Flight of the Bumblebee, arr. Rachmaninoff

November 4, 2018: Alessio Bax, piano

Rimsky-Korsakov originally composed his ultra-famous Flight of the Bumblebee as part of The Tale of Tsar Sultan, the opera he wrote in 1899 to celebrate the 100th anniversary of the birth of the great Russian author Alexander Pushkin. The story of this fairy-tale opera involves “three sisters, three wishes, three wonders, and three bee stings.” The celebrated Flight of the Bumblebee is heard between scenes, after the swan (one of the wonders) shows the hero how he can turn himself into a bee, so he can fly home and meet his father. The composer creates the picturesque frenzy of a bee in flight with incredibly fast notes moving in a narrow range for the violins, clarinet, and flute in turn.
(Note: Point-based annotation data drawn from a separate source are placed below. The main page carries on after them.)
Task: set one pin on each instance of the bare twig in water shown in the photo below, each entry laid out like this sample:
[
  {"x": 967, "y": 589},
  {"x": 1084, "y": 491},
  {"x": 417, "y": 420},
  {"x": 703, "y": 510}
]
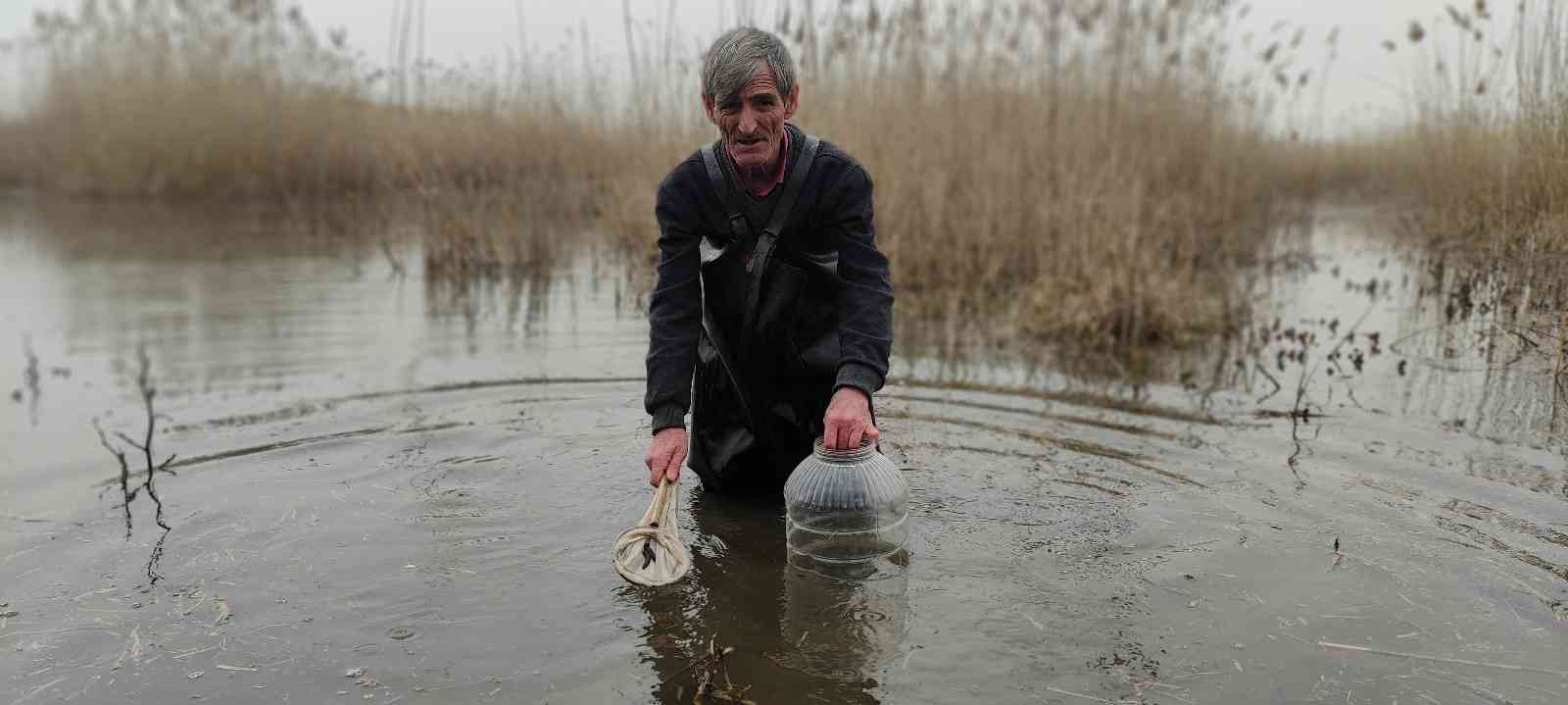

Like many others who were so fascinated by this piece as to arrange it for almost every conceivable instrument, Rachmaninoff made a piano arrangement early in 1929. He eliminated its central episode, altered the beginning and end of the outer sections slightly, and tinkered a bit with a couple of harmonies, but he kept close to the Rimsky-Korsakov in other ways, especially in spirit, arriving at a dazzling encore piece that he even recorded on his last piano roll in April of 1929.